All these regulations pertain to climate-related risks and to emissions; in some cases, the energy efficiency. The SEC regulation, the ruling that’s been in consultation for quite a long time, is going to focus on climate-related risk and emissions. Typically, the SEC regulates, obviously, the listed market. So, it’s going to be for the listed [GRESB] Participants. But, as we know from the previous instances of any type of SEC or federal [or] national regulation, it’s going to trickle down to the entire value chain. As I said, GRESB, with its comprehensiveness, we identify the emissions. We identify the energy efficiencies. We score these measures. We also provide our Participants with the opportunity to utilize our resources on TCFD. For those that are not familiar with this mouthful acronym, [it stands for] the Task Force on Climate-Related Financial Disclosures, which is going to help quite a few with any type of climate-related risk, exposure, [or] disclosures to the investors and to the regulators. So, there’s a lot in GRESB, in the exercise, in the information collection, in the organization of that information and data to be able to comply with all these regulations.

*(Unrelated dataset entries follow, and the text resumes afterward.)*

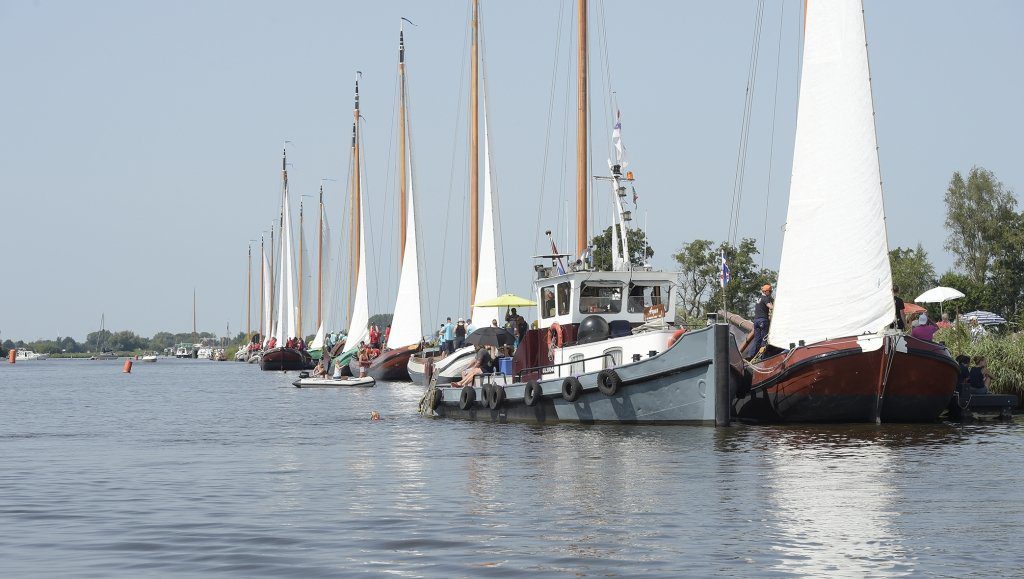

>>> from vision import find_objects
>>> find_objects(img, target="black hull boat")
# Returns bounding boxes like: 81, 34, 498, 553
259, 347, 312, 371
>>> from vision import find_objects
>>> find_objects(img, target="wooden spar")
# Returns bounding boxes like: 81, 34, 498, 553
317, 184, 323, 330
192, 288, 197, 342
247, 244, 252, 342
269, 223, 275, 324
576, 0, 588, 256
398, 25, 408, 266
468, 0, 480, 304
297, 199, 304, 340
259, 236, 265, 339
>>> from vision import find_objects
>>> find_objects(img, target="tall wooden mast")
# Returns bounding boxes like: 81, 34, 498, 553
297, 199, 304, 340
246, 244, 252, 342
259, 236, 265, 339
398, 24, 408, 266
317, 183, 324, 330
348, 75, 361, 319
468, 0, 480, 303
192, 288, 197, 342
576, 0, 589, 256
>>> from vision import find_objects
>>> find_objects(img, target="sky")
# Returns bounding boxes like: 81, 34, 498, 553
1, 0, 1022, 342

Tom Idzal: Great. Thanks Robert. Thanks so much. That’s interesting. Again, I know for many of our folks in our industry, it just feels like everything is new and piled on top of the old. But, maybe they’re not in contradiction as much as we might think. Paul, just coming back to you for one last quick comment.

When you’re out there talking to managers and the like, tell me just a little bit about maybe their number one concern about committing to doing another disclosure or another type of framework like GRESB. What’s the number one thing you hear most?

Paul Vozzella: Resources. I think Robert might have highlighted this, but it’s [about]: “Okay, how are we going to take on another benchmark and standard and assessment and framework to report to?” And that’s really where it comes down to the stakeholder collaboration. And that’s internal folks — those who are in legal and compliance, right? And if you’re a vertically integrated firm, your property managers. But then external, right? So a lot of these folks are resource-constrained, but it’s [about] getting in front of these things now to engage with a lot of the stakeholders and those involved in GRESB reporting so that everyone can be prepared for reporting come April 1. So, as I was saying before, it’s really about the organization and centralization of documents and the policies that you have to feel prepared come April 1 and not feel like you’re going into it being pulled in a bunch of different directions.

Tom Idzal: Great. Well, Robert Slowko, thank you very much from Denver. Paul Vozzella, from the East Coast, thank you very much. And thank you to all our listeners. Hopefully, over the last ten minutes or so, you felt the pulse of what’s going on with real estate investors, [and] real estate managers right now as disclosure season heats up. Thank you for listening. Come back, as we’ll be putting more episodes of The Pulse by GRESB out regularly. Have a great day.